El Asador Etxebarri es uno de esos sitios mágicos que parecen uno de los secretos mejor guardados del mundo hasta que, de forma misteriosa se hacen populares y todos empiezan a conocer y a disfrutar. El único misterio para ese reconocimiento es, en este caso, su extraordinaria calidad que los ha proyectado a nivel internacional. Cuando hace ya muchos años, visitábamos ese asador ubicado en Axpe, donde el silencio se oye, no nos podíamos imaginar que podríamos convertirnos en el centro de atención en cualquier lugar del mundo si, rodeados de amigos de la gran gastronomía, decimos he comido en el Asador Etxebarri. Parece imposible que ese lugar alejado de cualquier centro urbano, situado a los pies del Anboto, haya alcanzado la resonancia internacional que ha alcanzado. Pero así ha sido y lo ha conseguido gracias al extraordinario valor de su cocina y de sus productos. Sin marketing vacío de contenido. Ha sido trabajo, esfuerzo, sabiduría y amor por las cosas bien hechas de Victor Arguinzoniz.

Hablamos de el de nuevo, porque el critico y escritor italiano Roberto Curti, ha realizado un amplio y extraordinario reportaje sobre este restaurante en la web de vino y gastronomía de Luciano Pignataro. Se lo dejamos aquí. que lo disfruten.
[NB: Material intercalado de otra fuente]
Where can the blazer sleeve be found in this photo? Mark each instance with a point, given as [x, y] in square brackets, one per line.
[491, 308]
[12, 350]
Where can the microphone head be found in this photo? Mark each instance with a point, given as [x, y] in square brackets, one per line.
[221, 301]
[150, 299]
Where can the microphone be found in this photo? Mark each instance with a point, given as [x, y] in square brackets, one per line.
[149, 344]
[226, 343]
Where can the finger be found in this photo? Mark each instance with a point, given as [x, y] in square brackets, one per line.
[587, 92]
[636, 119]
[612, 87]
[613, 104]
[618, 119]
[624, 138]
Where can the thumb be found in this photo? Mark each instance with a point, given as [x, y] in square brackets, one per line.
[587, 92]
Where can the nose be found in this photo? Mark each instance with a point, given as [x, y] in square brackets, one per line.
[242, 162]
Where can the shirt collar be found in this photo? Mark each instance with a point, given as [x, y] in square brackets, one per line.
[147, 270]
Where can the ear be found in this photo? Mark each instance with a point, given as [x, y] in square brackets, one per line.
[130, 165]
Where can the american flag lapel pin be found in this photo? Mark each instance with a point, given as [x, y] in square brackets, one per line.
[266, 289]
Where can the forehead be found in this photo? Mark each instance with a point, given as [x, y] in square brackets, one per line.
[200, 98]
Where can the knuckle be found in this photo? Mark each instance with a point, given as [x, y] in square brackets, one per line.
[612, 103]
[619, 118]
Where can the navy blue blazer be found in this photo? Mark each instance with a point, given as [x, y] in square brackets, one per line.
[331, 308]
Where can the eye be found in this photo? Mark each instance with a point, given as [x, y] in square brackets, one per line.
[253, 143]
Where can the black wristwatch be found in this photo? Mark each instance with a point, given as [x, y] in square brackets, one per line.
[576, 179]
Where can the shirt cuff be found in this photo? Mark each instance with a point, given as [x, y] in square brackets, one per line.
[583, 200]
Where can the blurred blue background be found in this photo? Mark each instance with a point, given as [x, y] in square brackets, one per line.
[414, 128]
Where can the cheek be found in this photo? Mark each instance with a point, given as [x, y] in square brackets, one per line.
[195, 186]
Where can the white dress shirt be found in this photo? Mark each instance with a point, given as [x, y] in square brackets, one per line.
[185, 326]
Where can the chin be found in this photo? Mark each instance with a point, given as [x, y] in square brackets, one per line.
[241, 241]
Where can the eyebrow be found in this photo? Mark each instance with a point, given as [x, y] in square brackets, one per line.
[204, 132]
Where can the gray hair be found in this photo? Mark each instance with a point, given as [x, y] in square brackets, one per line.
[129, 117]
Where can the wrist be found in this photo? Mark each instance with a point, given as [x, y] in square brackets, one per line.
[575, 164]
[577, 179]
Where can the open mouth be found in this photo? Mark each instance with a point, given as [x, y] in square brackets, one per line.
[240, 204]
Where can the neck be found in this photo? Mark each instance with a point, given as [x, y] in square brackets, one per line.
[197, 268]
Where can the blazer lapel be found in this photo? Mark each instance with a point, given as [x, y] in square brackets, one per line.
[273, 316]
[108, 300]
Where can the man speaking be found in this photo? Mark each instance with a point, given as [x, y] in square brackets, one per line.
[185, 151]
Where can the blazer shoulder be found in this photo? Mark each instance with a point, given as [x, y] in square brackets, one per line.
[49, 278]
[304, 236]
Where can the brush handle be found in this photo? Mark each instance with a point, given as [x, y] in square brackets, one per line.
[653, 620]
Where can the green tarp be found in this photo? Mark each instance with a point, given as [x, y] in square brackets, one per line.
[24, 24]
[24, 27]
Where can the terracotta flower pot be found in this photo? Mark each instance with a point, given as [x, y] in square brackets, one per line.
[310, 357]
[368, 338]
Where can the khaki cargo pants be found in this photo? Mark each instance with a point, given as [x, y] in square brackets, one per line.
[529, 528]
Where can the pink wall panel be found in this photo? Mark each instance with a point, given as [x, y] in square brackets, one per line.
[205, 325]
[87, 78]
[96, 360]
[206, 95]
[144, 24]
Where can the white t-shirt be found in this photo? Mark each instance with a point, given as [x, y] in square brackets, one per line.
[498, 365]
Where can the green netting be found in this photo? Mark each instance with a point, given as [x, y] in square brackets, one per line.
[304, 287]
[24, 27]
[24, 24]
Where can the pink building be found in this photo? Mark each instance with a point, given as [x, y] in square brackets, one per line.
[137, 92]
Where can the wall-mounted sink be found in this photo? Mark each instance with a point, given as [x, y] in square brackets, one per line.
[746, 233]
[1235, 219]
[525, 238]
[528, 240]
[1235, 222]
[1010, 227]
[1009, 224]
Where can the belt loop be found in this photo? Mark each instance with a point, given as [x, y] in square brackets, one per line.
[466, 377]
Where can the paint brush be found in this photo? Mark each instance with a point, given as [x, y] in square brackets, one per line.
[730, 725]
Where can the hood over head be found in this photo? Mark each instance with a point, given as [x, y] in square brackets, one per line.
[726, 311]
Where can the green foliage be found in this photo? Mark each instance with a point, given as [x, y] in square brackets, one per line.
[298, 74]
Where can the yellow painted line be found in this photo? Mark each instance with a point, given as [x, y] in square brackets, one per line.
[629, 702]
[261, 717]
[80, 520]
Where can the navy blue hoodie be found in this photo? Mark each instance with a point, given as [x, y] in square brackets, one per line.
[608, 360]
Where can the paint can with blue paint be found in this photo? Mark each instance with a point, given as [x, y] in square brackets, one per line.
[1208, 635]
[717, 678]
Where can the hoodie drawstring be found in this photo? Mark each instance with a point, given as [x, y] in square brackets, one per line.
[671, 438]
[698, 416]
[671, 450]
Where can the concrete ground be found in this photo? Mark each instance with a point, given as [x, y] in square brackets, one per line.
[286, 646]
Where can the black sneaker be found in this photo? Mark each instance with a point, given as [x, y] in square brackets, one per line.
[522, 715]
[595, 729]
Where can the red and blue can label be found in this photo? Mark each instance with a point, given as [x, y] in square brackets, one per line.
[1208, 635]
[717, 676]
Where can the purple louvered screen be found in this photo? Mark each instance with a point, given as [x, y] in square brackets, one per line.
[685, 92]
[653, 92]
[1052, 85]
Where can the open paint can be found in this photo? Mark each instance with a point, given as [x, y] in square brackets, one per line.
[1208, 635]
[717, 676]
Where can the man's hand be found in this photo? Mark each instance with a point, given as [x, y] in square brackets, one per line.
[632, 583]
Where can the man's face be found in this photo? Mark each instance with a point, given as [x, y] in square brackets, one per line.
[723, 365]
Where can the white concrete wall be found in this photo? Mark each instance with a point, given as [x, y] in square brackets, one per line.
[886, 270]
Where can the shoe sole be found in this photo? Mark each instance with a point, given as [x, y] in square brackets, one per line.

Luciano Pignataro – 21/11/2011 – Italia

I grandi ristoranti dei Paesi Baschi |Asador Etxebarri, le ceneri della rivoluzione

La puerta de entrada a un templo mundial de la gastronomía

Anche se si è ad appena un’ora d’auto da San Sebastián, e a una decina di minuti dall’arteria autostradale che attraversa il territorio basco, arrivare nel minuscolo villaggio di Axpe è come approdare in un’altra era. Una manciata di case sparse su un declivio; poco oltre, maggesi e pecore al pascolo, e i monti che incombono, arginando le nuvole. Non si arriva qui per caso: si viene in pellegrinaggio. Asador Etxebarri, il regno di Victor Arguinzoniz, si affaccia sulla piazza principale – l’unica – del paese. Da quando il cuoco delle griglie è balzato agli onori delle cronache internazionali (memorabile l’articolo di un Xavier Agulló in trance mistica su un vecchio Lo mejor de la gastronomia), Etxebarri rappresenta, per il gourmet sfiancato da cotture a bassa temperatura, spume, abbinamenti astrusi e attentati papillari, una valvola di salvezza griffata, e al contempo una nuova sirena. Un cuoco che forgia la materia prima – la migliore possibile – a fuoco vivo, alla brace, ma su griglie e padelle che si disegna da sé e con tipi di legna che variano a seconda del cibo cucinato. Un Efesto dei fornelli, metà artista e metà artigiano. Un moderno primitivo, se vogliamo. Di più: un rivoluzionario, vessillifero di una «rivoluzione impensata, impossibile, distante da titoli e acrobazie», perché (cito Agulló) basata su un solo elemento: la natura, il fuoco. E con il paradossale esito di ricondurre ai sapori bruti della materia, ma con un conto da ristorante gourmet.